Her voice sounded normal now, as if she’d dismissed their moment and was ready to leave it in the past, but he knew he’d never forget this interlude for all its pleasure and amusement.
He straightened against the bookcase and leaned down to retrieve his walking stick. “Yes. You should.”
“Good night, Matthew.”
He didn’t li
ke the sound of those words this evening, but they were inevitable, weren’t they? “Until tomorrow then, Theodosia. I’ll show you my calculations, if you’ll show me yours.”
The humor wasn’t lost on her and he received another quick smile.
“Until then.”
She left straight after, and once she was out of sight he sagged against the bookcase, despite his leg felt much better and he needed no support.
* * *
Unapologetic sunlight flooded Theodosia’s bedchamber the next morning and she pried her eyes open despite she hadn’t slept well. When she first climbed between the sheets, her heart racing from her interlude downstairs in the library, she took time to relive Matthew’s words, the pressure of his mouth upon hers, and examine the multitude of emotions that coursed through her. After which, she still couldn’t find rest with so many unanswered questions prodding her brain. The little sleep she did manage was interrupted by vivid dreams.
And so, when Dora entered with a breakfast tray and news that Grandfather was well but requested to stay in his rooms for the morning, Theodosia didn’t wonder about it overlong. Instead, distracted by the shimmery feeling alive within her, she ate her coddled eggs and toast, finished her tea, and deliberated the day ahead, anticipating the time she’d spend with Lord Whittingham. Matthew. She dressed in one of her better day gowns, a mint-green block-printed cotton with white sawtooth trim. Of course, there were several pockets in the skirt, as her schedule included a stop in the orangery to care for the animals.
Now, seated on the vanity stool while her maid twisted the lengths of her hair into a braided coil, she considered the two earls down the hall.

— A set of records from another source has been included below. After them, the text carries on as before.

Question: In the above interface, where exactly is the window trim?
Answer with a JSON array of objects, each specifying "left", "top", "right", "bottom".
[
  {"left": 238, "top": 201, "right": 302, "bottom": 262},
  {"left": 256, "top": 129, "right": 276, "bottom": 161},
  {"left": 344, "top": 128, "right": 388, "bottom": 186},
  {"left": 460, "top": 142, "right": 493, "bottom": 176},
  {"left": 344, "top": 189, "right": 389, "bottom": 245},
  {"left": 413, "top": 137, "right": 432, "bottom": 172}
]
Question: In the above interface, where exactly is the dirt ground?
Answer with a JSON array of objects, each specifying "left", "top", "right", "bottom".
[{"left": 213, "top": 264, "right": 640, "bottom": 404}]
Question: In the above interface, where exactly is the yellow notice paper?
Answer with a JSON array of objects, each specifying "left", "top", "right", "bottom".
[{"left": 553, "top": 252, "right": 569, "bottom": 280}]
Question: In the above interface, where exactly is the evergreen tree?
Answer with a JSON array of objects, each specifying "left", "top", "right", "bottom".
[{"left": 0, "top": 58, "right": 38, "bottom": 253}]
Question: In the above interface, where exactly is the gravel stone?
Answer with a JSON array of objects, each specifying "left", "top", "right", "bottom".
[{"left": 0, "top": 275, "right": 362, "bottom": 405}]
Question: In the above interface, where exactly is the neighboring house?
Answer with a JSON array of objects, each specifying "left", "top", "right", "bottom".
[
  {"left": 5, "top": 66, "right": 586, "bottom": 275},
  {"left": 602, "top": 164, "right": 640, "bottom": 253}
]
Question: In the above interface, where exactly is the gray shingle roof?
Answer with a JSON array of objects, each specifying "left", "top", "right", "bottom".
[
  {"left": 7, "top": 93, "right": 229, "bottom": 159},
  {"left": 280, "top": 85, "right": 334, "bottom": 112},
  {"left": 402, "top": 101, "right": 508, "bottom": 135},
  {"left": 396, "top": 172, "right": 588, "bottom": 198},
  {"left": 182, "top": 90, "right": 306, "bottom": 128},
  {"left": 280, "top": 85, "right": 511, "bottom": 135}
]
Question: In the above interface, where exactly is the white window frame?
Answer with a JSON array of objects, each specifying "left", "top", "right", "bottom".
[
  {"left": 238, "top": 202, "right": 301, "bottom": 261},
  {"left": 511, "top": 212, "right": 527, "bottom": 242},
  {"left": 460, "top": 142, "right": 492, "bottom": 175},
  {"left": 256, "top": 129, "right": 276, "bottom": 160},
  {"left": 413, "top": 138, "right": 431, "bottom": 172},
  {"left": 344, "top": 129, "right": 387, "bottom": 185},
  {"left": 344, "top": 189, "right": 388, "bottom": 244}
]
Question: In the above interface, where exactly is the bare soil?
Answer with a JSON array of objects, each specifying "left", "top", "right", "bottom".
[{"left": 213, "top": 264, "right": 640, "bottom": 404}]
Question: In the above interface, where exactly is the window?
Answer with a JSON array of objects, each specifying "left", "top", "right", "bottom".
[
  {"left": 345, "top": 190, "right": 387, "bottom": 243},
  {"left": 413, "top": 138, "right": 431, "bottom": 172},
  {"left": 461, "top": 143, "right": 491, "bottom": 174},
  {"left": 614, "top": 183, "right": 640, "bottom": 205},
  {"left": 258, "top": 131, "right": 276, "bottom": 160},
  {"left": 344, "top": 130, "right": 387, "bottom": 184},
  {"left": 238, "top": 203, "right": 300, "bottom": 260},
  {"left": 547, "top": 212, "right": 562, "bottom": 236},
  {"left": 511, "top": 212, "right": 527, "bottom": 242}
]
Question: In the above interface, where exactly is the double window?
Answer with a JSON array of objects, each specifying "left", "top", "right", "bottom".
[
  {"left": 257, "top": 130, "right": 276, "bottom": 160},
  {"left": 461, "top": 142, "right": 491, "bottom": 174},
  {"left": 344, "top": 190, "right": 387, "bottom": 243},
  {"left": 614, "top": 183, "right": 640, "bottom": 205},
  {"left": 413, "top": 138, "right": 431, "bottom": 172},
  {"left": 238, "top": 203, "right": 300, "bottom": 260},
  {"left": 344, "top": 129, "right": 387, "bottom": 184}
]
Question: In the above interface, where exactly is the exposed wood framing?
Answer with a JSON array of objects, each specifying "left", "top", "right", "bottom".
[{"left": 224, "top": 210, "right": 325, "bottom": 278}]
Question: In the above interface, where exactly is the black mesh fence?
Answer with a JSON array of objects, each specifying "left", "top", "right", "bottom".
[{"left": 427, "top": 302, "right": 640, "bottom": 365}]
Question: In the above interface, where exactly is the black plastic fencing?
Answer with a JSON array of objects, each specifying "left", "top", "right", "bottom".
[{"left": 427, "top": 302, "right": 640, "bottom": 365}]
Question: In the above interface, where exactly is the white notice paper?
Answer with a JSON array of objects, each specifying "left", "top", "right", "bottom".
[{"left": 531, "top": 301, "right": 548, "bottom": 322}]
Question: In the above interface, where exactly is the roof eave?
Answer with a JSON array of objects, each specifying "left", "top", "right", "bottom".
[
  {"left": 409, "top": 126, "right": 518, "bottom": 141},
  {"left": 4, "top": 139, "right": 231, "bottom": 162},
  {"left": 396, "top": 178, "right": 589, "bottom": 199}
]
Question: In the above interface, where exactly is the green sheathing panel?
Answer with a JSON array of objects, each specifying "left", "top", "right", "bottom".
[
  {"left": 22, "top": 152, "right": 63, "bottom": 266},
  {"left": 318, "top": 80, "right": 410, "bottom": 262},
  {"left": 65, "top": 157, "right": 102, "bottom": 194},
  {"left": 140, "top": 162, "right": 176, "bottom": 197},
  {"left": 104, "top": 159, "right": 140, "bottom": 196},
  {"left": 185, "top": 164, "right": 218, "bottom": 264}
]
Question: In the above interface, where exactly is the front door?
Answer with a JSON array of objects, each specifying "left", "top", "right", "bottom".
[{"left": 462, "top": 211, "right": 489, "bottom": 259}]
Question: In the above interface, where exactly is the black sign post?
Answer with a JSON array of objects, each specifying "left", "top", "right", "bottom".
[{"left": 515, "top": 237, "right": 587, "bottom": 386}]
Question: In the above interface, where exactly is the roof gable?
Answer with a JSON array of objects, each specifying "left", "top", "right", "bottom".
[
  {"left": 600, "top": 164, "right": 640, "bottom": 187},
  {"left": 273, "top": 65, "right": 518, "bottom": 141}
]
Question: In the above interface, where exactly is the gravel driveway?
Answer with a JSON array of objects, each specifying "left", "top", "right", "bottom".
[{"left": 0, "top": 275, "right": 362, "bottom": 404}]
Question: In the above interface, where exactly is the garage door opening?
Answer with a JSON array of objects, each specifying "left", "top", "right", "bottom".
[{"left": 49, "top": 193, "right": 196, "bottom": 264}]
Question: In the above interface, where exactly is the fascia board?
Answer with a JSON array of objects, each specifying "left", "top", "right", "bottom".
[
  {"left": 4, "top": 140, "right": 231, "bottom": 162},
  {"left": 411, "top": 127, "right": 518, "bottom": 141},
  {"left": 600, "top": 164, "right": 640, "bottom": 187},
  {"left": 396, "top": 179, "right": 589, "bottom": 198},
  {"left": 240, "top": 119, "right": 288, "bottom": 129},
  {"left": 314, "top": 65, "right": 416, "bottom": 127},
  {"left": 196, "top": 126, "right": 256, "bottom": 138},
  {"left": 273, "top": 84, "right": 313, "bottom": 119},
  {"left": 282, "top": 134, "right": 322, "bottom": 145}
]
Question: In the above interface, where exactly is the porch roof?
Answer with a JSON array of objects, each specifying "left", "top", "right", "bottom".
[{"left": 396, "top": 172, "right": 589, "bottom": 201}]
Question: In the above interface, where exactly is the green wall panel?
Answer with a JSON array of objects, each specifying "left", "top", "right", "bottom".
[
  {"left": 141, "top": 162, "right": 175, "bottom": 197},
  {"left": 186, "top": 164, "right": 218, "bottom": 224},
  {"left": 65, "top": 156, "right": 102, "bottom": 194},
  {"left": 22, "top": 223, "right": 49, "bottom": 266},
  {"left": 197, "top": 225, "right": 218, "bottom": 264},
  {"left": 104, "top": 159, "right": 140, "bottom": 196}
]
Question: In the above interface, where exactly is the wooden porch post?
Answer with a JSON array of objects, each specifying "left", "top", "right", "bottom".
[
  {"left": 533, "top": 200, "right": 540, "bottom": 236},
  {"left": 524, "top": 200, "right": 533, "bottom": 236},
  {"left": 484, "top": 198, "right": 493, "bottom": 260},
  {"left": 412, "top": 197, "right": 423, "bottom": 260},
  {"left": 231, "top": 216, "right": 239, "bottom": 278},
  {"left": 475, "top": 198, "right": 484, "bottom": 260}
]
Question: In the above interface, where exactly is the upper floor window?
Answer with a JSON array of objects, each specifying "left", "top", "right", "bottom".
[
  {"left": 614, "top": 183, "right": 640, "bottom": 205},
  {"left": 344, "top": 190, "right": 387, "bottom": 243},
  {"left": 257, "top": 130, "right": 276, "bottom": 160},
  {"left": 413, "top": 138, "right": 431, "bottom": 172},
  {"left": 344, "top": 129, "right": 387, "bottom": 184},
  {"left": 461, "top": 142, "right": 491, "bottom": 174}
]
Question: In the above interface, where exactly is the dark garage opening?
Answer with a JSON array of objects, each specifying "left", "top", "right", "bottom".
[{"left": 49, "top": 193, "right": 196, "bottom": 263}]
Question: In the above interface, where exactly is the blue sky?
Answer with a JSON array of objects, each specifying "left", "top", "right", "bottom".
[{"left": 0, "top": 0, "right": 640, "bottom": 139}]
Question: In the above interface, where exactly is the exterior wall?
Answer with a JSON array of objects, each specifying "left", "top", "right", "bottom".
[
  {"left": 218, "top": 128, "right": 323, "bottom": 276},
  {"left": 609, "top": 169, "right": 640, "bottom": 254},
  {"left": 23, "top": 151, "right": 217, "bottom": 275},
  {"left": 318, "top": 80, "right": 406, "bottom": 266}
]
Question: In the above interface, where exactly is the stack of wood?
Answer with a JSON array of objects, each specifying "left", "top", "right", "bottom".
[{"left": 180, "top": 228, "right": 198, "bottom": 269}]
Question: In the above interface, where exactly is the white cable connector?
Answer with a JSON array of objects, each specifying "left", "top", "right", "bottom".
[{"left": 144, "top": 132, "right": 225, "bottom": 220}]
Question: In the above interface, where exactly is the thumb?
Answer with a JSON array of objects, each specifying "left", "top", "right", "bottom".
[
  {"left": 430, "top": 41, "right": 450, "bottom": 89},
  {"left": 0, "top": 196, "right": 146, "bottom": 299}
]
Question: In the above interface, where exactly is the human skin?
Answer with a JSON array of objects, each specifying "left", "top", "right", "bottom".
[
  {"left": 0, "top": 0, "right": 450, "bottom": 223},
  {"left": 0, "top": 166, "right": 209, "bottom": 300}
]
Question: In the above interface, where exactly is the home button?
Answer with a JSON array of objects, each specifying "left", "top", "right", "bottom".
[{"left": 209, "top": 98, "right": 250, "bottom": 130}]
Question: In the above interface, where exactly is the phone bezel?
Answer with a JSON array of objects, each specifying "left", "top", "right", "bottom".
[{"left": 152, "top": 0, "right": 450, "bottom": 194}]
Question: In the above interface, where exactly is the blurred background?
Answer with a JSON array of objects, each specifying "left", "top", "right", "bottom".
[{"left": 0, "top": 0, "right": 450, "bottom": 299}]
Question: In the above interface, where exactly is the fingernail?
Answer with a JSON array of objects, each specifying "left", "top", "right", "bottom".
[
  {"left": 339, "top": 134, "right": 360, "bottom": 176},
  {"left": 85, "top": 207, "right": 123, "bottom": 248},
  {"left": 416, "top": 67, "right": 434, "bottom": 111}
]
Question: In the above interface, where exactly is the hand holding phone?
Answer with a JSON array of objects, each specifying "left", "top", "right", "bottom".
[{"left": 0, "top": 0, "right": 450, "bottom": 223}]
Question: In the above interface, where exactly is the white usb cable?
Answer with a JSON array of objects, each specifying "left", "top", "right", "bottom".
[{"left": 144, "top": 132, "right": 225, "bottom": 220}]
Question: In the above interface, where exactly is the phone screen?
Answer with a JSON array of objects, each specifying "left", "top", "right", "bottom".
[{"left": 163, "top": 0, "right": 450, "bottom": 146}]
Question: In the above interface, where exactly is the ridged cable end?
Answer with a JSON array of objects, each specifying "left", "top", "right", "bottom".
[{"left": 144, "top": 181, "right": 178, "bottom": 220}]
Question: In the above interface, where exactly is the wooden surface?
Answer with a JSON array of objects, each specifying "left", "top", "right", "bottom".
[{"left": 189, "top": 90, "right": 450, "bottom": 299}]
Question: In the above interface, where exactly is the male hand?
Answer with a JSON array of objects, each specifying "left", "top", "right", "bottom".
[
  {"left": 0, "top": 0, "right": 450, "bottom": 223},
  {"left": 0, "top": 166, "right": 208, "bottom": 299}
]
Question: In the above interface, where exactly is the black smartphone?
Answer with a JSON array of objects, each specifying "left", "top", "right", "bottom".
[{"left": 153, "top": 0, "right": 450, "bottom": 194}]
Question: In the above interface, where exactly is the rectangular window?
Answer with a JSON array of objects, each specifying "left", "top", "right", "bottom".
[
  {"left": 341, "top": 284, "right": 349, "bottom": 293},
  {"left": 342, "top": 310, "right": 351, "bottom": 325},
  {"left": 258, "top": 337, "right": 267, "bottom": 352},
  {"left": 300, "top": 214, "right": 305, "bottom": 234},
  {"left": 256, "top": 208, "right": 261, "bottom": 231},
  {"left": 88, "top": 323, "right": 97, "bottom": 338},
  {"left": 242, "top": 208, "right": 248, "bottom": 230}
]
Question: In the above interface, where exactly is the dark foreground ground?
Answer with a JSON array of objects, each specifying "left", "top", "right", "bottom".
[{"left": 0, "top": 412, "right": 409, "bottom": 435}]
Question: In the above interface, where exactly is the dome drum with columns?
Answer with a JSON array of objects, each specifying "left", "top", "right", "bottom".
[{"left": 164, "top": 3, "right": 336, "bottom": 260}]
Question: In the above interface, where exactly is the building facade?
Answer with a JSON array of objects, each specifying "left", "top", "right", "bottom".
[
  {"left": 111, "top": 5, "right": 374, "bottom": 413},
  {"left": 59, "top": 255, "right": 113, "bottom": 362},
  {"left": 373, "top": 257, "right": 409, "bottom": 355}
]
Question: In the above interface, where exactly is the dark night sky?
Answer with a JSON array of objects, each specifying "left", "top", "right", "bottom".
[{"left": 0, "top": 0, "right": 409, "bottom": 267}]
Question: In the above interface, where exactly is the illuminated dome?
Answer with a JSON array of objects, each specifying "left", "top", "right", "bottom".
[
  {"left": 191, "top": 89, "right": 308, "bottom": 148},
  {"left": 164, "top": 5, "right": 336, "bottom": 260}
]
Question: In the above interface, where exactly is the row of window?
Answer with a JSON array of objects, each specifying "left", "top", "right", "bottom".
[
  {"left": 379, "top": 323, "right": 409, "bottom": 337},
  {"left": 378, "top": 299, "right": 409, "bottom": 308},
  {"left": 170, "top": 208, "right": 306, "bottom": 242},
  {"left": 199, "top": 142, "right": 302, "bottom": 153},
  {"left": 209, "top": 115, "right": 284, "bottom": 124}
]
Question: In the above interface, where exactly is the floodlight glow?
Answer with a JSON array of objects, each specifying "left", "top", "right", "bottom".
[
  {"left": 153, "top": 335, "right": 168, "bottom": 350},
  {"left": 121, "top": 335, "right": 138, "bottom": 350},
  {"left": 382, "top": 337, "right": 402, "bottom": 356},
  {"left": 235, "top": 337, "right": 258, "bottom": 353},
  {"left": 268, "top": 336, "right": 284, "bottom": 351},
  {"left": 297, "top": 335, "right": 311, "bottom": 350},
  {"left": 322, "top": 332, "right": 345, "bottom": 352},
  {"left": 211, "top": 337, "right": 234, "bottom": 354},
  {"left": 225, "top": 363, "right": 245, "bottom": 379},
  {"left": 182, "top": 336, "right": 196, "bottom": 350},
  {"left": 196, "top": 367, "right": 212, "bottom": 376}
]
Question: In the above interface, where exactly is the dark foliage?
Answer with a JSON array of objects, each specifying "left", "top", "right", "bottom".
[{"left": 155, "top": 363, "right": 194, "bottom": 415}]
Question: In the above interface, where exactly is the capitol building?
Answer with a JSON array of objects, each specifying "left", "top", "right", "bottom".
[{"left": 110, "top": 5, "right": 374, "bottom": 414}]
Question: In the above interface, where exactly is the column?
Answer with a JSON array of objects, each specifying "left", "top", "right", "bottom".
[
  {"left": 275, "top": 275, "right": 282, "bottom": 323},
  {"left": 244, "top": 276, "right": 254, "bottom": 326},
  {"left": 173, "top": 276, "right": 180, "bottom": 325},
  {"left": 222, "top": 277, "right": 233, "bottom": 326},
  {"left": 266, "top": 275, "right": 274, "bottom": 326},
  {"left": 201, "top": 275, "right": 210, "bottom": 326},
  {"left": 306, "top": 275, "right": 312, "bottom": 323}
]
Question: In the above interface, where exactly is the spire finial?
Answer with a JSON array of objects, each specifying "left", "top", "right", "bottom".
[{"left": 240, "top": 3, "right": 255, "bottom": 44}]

“Grandfather is well then, Dora?”
“Yes, milady. Fit as a fiddle. Mrs. Mavis had Cook prepare his favorite breakfast and he was pleasant to the footman who delivered his tray.” Dora held the braids in place and began to add pearl pins. “His lordship mentioned wanting to organize a few things.”
“Yes, he’s as fastidious as I am when it comes to arranging his belongings.” She glanced around her bedchamber, where every item was neatly in its rightful place. “And Lord Whittingham? Has he gone downstairs to breakfast?”